Bir insan “Ben….’’ ile başlayan cümleleri çok fazla kuruyorsa, kendisini büyük, göstermeye çalışıyorsa  aslında  egonun tuzağına düşmüştür çünkü bu durumda aslında kendisini küçük görüyordur. Ama bunu üstü kapalı yapıyordur.  Amaç; kendi kendine aslında o kadar da küçük, beceriksiz ve zavallı olmadığını ispatlamak.. Ve ne yazık ki bu işe yaramaz çünkü bir insan düşüncelerinin kökünde özbenliğini kabul etmediyse kendisini hep aciz, yetersiz ve zavallı görecektir.

İş dünyasında ise  sık sık karşılaştığımız  ben egosu,  özgüvenle yakından ilgili. Egosu kabarmış gururlu insan; hayata, olaylara, insanlara, objektif bakamaz. İşlerde terslik olursa çözmek yerine bağırıp çağırmayı tercih eder. Mantığıyla değil egosuyla karar verir. Birlikte çalıştığı insanlar veya ekipler ile sürekli çatışma içerisinde olur. Zamanla,  iş yerinde aynı amaç uğruna çalışan insanlarda rekabet duygusu artmaya başlar. Böyle olunca da aynı çatı altında kutuplaşmalar baş gösterir.
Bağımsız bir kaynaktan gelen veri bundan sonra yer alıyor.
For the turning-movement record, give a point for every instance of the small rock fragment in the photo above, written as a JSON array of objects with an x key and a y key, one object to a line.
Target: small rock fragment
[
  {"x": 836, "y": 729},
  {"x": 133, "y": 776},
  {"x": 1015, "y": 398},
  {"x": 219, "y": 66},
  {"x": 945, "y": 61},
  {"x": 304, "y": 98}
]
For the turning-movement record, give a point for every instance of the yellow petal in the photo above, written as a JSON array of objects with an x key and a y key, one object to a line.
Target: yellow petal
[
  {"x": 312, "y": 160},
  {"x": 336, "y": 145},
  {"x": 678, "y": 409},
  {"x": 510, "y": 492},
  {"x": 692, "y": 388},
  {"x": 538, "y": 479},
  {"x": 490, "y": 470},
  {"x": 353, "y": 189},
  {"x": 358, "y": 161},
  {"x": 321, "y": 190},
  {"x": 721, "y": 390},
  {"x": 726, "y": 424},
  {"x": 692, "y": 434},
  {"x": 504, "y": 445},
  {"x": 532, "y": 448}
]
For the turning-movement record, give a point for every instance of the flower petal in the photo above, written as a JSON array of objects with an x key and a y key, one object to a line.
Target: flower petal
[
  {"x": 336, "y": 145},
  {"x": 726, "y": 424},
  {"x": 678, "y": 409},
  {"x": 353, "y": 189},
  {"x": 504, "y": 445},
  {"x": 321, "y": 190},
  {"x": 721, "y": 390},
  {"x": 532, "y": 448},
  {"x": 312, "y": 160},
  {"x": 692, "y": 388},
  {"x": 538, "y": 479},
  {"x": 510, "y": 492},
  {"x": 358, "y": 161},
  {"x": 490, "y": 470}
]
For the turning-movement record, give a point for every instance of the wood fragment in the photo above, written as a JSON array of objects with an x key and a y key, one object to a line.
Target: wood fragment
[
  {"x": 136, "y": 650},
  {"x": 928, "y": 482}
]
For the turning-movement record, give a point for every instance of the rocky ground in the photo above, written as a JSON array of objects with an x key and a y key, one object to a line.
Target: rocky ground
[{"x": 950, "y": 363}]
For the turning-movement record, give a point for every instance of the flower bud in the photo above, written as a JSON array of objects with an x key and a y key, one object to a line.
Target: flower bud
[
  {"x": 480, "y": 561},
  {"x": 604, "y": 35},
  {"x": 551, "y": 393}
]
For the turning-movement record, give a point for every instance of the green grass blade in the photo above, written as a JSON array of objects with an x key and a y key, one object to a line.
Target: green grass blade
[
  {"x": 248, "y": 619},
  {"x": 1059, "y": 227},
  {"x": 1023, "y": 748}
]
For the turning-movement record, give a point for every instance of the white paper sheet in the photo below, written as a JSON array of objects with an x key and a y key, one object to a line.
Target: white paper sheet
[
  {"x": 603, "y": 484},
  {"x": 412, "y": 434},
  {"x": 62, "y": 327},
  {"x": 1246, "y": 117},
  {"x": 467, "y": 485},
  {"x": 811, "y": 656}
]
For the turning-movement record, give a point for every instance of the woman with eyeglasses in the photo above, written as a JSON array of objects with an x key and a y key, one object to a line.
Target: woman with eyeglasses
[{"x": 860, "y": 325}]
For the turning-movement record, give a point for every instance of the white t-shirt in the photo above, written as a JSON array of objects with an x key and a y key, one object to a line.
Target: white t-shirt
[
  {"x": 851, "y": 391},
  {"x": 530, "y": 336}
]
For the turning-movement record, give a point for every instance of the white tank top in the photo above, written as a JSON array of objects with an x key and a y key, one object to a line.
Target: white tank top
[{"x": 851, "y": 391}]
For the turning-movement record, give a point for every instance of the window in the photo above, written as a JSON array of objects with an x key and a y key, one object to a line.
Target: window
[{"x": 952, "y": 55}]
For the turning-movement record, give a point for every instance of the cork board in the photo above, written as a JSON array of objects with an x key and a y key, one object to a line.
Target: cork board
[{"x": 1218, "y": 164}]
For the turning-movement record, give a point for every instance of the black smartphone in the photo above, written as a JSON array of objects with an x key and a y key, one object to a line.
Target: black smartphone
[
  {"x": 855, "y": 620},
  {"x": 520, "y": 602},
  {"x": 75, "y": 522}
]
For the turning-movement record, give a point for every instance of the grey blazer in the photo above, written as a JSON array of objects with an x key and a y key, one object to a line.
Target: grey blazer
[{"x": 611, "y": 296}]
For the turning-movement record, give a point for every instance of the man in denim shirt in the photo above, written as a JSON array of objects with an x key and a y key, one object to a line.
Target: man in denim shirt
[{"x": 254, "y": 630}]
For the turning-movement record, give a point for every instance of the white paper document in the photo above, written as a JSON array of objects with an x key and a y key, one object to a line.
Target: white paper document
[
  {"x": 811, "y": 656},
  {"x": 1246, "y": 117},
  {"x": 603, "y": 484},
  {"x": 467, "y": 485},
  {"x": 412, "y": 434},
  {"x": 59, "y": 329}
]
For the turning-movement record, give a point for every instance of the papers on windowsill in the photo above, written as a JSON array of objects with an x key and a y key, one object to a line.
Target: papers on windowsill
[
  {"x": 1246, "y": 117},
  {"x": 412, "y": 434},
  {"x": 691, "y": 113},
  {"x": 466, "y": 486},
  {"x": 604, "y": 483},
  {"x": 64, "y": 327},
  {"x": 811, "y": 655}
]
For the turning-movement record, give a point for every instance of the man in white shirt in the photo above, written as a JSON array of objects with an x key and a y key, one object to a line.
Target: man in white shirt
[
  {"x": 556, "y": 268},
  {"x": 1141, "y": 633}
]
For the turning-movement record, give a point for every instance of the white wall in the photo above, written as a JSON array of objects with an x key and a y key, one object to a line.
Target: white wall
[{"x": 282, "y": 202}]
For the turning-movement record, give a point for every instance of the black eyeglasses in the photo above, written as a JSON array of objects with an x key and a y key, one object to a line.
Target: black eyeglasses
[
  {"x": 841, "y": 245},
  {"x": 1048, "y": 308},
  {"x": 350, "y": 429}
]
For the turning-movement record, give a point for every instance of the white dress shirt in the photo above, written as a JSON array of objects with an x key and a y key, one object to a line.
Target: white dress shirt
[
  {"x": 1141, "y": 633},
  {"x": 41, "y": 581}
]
Egosu yüksek kişi, bazı başarılara imza atabiliyor ama bu sınırlı kalıyor. Çünkü bu kişilerin egosu, su yüzüne çıktığında ekip çalışmasına uyum sağlayamadıkları için bir süre sonra başarı grafikleri düşüyor. Onun için iş hayatlarımızda egomuzun bizi esir almasını engelleyerek, takım ruhunu yaşatarak, çok daha insani ve büyük başarılara kucak açmak mümkün.

Ego sağlıklı kullanıldığında ancak,  birey özgüveni yerinde davranışlar sergileyebilir, ne tamamen duygularının esiri olur ne de tamamen dışa bağımlı ve yönlendirilmeye açık bir kişilik.

Sahip olduğumuz egoları başkasına üstünlük aracı olarak değil de dengeli bir özgüven aracı olarak kullandığımızda ilişkilerimizin daha olumlu gideceğini görebiliriz.

Bir kurumun çalışanlarında egoyu kontrol altına alabilmek ve departmanlar arasında oluşan gerginlikleri ortadan kaldırabilmek için  öncelikle biz duygusunun işletme için ne kadar önemli olduğunu vurgulamamız gerekir. Hem o zaman egosu yüksek olan bazı çalışma arkadaşlarımızın var olan egolarını daha sağlıklı yönetmelerini sağlayabiliriz.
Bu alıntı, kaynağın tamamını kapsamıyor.